Fractile on song as ARIA awards £5m to AI chip design pioneer

25 Oct, 2024
Newsdesk
Thumbnail
Credit – Fractile

Fractile, a UK startup taking a radically different approach to AI chip design, has received £5 million in funding from the Advanced Research + Invention Agency (ARIA).

Founded in 2022 by AI PhD, Walter Goodwin, Fractile has already built a world-class team with senior hires from NVIDIA, Arm and Imagination.

In July, the company raised $15m led by Kindred Capital, NATO Innovation Fund and OSE and including ‘angel’ contributions from serial Cambridge entrepreneurs Stan Boland and Hermann Hauser.

Fractile is one of 12 projects to which ARIA is awarding nearly £50m through its Scaling Compute programme, which aims to increase and open up new vectors of progress in the field of computing by reducing the cost of AI hardware.

ARIA was created by an Act of Parliament and is sponsored by the Department for Science, Innovation, and Technology - funding projects across the full spectrum of R & D disciplines, approaches, and institutions looking at how technology can enable a better future and that can prove critical for the UK in the long-term.

Becoming an ARIA R & D Creator is a significant milestone for the Fractile team, as the UK startup continues its journey to build the chips and systems needed to reach the next frontier of AI performance.

Stan Boland

Fractile is regarded as a genuine game-changer.
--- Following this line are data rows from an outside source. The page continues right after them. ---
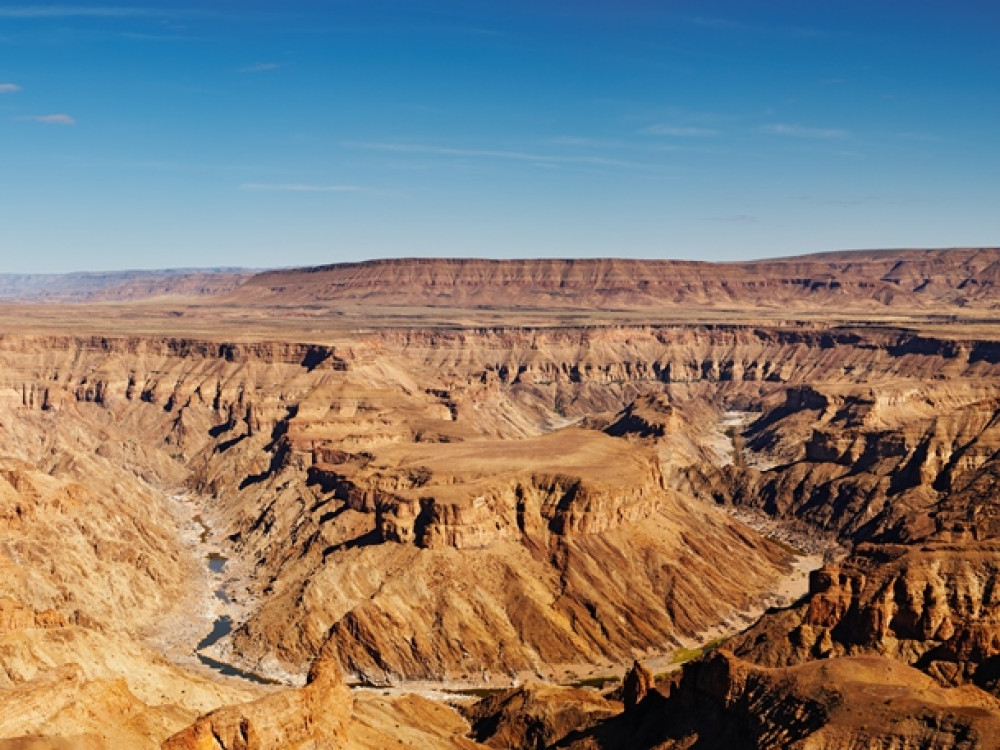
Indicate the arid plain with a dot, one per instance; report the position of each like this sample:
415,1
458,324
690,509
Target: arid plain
449,503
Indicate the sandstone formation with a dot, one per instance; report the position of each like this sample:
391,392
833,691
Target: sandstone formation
636,685
537,716
919,279
311,717
475,504
723,703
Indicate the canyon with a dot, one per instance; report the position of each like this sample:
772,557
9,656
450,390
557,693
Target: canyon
461,503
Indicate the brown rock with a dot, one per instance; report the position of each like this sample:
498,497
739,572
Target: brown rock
311,717
637,683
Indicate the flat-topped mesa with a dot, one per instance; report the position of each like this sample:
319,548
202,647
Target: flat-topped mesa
861,280
533,506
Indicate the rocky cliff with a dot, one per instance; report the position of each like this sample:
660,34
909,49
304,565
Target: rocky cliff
919,279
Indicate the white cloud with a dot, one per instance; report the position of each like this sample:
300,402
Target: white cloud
260,67
67,11
411,148
59,119
299,188
679,132
798,131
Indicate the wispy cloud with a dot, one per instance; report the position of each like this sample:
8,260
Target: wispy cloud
412,148
71,11
59,119
798,131
261,67
286,187
733,219
679,132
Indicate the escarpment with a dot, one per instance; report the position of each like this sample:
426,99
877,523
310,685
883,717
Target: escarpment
489,505
871,280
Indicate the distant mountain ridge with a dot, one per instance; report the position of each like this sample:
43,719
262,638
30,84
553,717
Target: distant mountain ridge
120,285
929,281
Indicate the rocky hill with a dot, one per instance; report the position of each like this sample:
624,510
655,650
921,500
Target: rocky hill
186,520
929,280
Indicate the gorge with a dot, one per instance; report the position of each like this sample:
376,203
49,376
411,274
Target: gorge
510,480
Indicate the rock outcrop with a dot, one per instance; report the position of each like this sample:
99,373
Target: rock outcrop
723,703
310,717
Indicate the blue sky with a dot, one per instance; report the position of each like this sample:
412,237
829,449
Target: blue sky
262,134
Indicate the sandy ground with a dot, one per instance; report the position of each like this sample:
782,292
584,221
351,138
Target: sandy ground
191,619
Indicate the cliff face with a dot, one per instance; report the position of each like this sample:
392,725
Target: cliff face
365,483
483,504
915,279
723,702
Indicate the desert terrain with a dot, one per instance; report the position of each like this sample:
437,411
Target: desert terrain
510,504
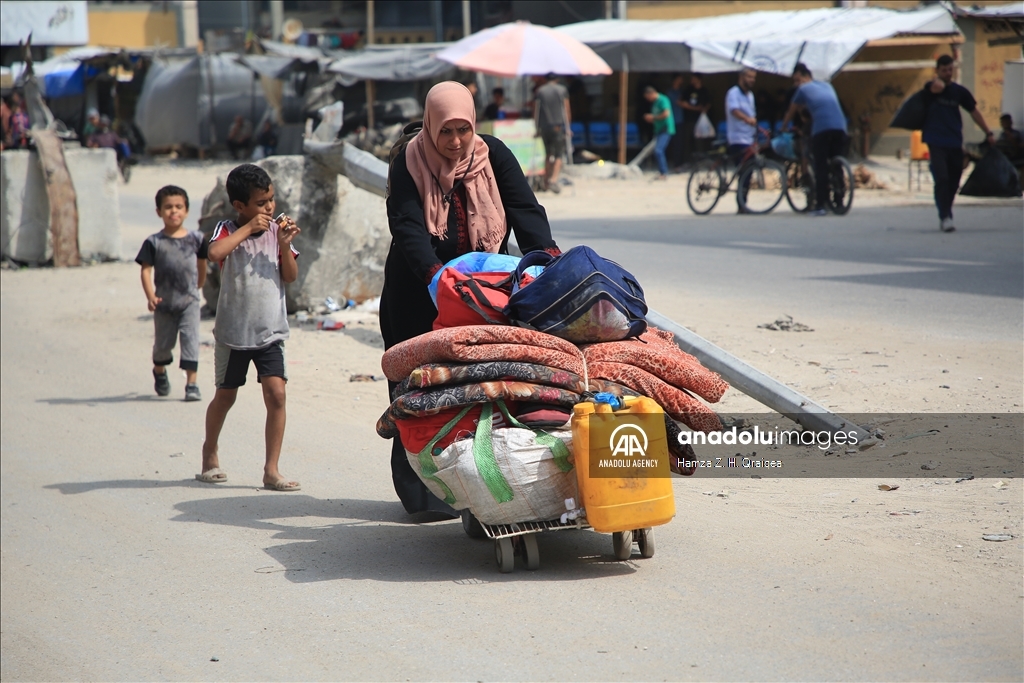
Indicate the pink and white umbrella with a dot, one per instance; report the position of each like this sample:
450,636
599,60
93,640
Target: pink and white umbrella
524,49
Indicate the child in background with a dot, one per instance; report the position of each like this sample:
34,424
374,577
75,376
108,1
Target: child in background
174,261
256,259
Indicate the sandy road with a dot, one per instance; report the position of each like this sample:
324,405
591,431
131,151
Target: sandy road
118,565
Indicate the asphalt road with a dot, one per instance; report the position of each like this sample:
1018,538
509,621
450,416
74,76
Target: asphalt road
117,565
887,263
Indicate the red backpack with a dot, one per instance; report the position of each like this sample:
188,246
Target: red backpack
476,298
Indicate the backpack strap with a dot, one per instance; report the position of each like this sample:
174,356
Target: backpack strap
538,257
474,287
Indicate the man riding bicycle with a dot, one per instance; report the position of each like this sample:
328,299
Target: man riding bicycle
828,136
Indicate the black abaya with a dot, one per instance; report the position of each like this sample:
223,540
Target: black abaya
407,309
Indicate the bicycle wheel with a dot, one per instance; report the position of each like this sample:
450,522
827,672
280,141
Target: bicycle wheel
705,187
799,187
841,185
762,185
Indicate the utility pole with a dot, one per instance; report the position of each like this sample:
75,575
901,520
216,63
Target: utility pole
276,17
438,12
371,86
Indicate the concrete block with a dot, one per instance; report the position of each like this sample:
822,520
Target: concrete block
25,209
25,216
96,179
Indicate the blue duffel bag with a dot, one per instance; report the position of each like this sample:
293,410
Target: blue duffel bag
580,296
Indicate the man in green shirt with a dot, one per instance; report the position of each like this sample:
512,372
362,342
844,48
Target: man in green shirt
665,127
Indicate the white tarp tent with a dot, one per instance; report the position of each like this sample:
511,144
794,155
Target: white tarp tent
769,41
49,23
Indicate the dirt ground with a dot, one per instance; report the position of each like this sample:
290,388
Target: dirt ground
118,565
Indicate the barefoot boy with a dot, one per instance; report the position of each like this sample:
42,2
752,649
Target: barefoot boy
256,259
174,259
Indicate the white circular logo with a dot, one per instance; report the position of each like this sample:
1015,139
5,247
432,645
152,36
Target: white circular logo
629,440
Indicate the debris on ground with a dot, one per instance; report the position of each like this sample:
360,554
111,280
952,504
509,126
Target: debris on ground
785,324
370,305
865,179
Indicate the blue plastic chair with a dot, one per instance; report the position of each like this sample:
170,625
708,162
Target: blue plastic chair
723,132
599,134
579,134
632,135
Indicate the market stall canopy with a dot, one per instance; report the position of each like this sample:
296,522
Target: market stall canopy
390,62
270,66
522,48
194,100
66,75
770,41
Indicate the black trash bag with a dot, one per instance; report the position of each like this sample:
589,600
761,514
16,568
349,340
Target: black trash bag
993,175
911,113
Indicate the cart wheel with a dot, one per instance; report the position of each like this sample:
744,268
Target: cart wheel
504,555
623,544
530,553
471,525
645,541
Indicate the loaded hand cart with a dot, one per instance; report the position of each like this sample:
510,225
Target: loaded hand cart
512,483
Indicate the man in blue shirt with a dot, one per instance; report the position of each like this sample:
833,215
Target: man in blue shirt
828,136
741,121
675,96
943,132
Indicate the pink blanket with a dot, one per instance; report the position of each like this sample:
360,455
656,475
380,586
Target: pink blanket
477,343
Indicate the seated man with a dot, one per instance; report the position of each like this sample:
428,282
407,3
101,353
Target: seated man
267,139
104,137
240,136
494,112
1010,141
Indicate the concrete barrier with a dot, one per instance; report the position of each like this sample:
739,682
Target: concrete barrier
25,214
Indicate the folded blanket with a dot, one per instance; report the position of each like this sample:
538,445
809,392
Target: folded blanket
430,401
656,353
480,343
439,374
677,402
425,404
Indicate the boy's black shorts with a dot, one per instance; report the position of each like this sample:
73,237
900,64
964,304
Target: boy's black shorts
231,365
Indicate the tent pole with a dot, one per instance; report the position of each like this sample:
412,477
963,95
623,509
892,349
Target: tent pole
624,83
371,86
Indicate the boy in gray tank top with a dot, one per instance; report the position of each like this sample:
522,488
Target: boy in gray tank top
173,271
256,259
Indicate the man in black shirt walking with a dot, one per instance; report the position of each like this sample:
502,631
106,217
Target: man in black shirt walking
943,132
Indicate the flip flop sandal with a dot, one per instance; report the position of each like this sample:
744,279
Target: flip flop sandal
215,475
283,484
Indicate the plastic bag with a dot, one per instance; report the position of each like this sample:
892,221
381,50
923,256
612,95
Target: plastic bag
911,113
503,474
702,129
782,145
993,175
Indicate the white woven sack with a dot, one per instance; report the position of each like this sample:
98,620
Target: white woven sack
539,486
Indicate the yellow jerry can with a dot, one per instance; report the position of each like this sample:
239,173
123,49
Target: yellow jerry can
622,464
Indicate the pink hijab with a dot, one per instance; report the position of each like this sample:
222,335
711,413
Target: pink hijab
484,213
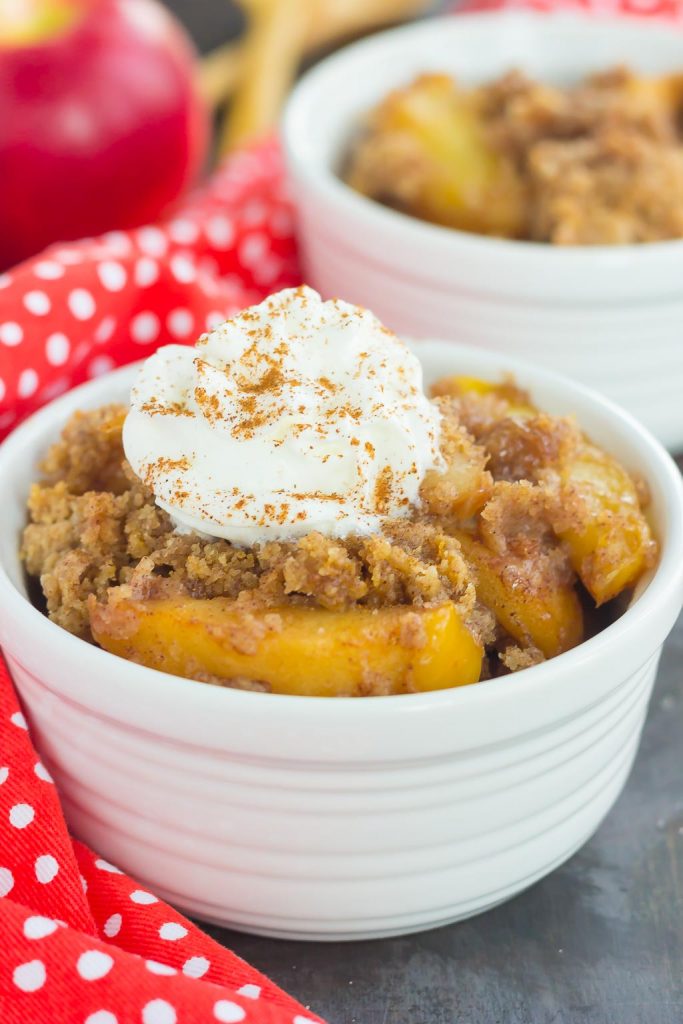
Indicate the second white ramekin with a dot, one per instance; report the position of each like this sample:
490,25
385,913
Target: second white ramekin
609,316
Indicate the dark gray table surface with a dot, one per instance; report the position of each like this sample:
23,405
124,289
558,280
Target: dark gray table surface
600,941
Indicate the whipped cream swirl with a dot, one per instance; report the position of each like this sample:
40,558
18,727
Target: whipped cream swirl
295,416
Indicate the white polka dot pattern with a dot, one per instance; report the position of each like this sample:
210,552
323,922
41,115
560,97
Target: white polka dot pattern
46,867
57,347
113,275
196,967
22,815
30,977
172,931
94,965
38,928
144,328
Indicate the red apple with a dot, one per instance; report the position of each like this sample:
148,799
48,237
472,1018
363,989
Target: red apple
100,123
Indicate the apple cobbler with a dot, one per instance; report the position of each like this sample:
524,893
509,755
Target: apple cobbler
600,163
473,536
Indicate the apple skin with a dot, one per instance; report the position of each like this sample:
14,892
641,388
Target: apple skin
101,126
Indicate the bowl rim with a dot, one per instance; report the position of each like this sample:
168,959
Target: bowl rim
663,592
323,178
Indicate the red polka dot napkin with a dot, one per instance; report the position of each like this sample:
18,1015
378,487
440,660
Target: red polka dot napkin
80,942
80,309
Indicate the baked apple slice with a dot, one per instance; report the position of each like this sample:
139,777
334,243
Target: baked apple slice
532,607
297,650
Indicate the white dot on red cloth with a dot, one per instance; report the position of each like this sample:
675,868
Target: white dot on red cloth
253,248
113,275
104,330
93,965
57,347
144,328
196,967
104,865
46,867
182,269
48,269
37,927
140,896
267,269
10,334
37,303
81,303
152,241
220,232
250,991
180,323
30,977
282,223
28,383
146,271
112,926
154,967
22,815
183,231
42,772
100,365
172,931
227,1012
159,1012
214,318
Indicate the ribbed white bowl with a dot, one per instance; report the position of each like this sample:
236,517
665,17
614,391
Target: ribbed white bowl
335,819
609,316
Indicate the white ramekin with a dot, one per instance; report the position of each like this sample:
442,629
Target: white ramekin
336,818
609,316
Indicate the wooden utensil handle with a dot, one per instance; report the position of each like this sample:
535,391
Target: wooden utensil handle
272,50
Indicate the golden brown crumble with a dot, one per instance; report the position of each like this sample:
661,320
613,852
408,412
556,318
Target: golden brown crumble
503,530
600,163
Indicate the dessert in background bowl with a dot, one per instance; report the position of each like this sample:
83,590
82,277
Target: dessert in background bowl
606,314
331,818
596,163
283,509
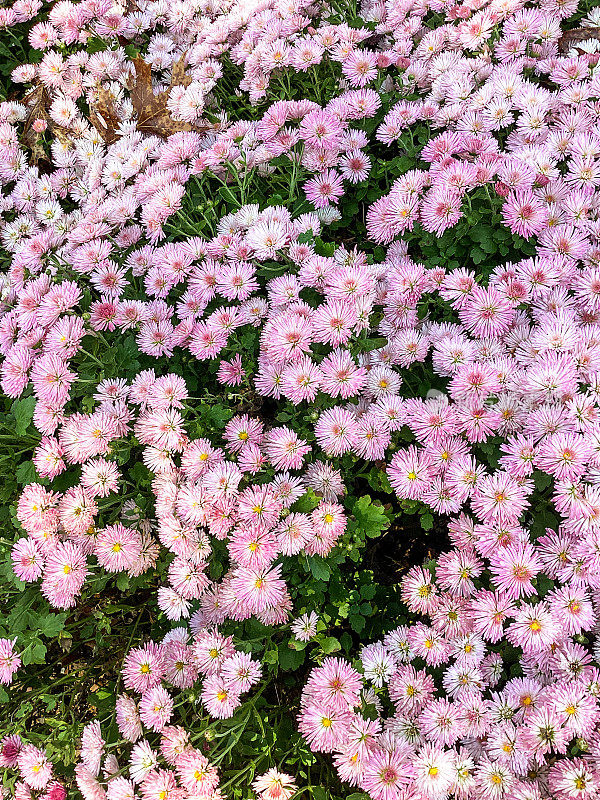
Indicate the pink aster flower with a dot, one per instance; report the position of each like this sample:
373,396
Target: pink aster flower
34,767
325,189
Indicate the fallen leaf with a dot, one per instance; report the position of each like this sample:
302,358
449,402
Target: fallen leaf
37,102
153,116
104,116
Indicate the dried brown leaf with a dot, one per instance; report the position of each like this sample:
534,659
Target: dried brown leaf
153,116
104,116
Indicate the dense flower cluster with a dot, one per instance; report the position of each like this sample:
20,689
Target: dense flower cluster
515,349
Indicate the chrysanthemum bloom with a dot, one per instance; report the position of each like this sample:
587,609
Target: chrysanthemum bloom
28,560
513,569
387,773
143,668
219,698
335,684
117,548
534,629
10,747
156,708
323,727
196,773
274,785
120,788
65,572
305,627
128,718
34,767
92,747
410,473
434,771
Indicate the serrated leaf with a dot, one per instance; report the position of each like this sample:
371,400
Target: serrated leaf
51,625
25,473
22,411
330,645
371,518
319,568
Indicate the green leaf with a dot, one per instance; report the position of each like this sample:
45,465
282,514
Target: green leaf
25,472
366,345
542,480
330,645
357,622
22,411
51,625
427,522
306,237
319,568
122,581
307,503
290,659
371,518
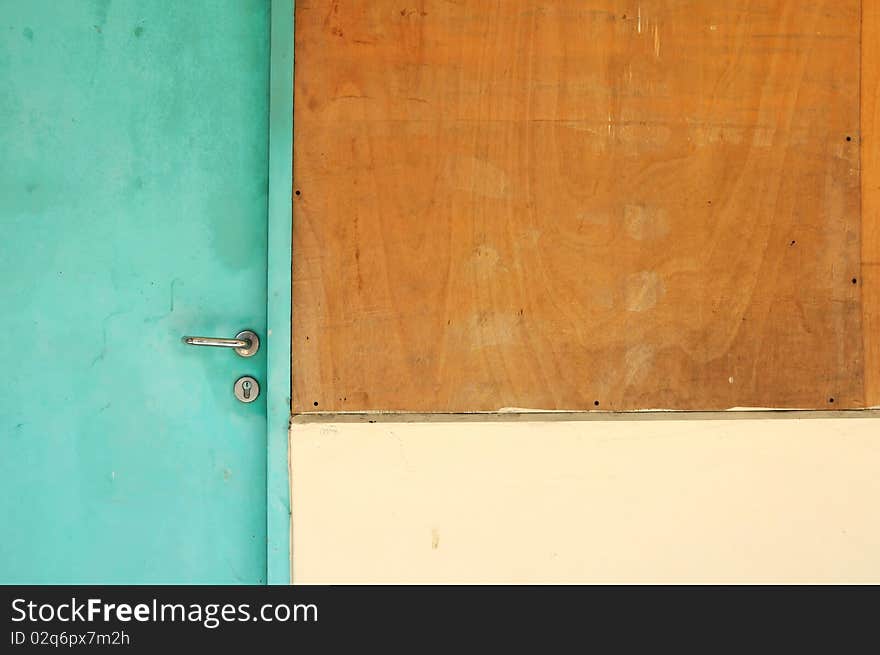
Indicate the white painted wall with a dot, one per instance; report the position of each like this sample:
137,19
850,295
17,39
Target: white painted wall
769,500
Boland told us after deciding to invest: “Fractile is not focused on training. It’s in training that there’s a huge CUDA* lock by NVIDIA that Graphcore never overcame – that plus insufficient memory bandwidth and inability to scale as the models got bigger.

“By contrast, Fractile’s system is highly scaleable and focused on inference. That’s the process (using the Large Language Model example) where the model’s already been built, the training is done and the training weights are known, the job is to take input tokens, take the weights, do some maths and produce output tokens.

“Inference is heavily dominated by matrix vector multiplies (like 99.999 per cent of the operations) and GPUs are terrible at doing them because for every token, a huge number of weights have to be pulled onto the chip to do some fairly trivial maths then the result written back to memory.

“That’s why in-memory compute (IMC) is the way to go. Graphcore was also an IMC architecture, as are the ~20 other startups in the space (albeit hampered in Graphcore’s case by lack of scaleability), so in itself it’s not surprising that Fractile is adopting this approach.

“But Walter is also doing something very interesting alongside it, which I can’t share right now, but is the key to him getting 100x performance, cost and power advantage.

“Once the models and weights are known, it’s relatively simple to offload the inference task onto different processors; there is no effective CUDA lock. There’s a long way to go on Fractile, but it’s definitely one to watch.”

* CUDA is a software layer that gives direct access to the GPU's virtual instruction set and parallel computational elements for the execution of compute kernels.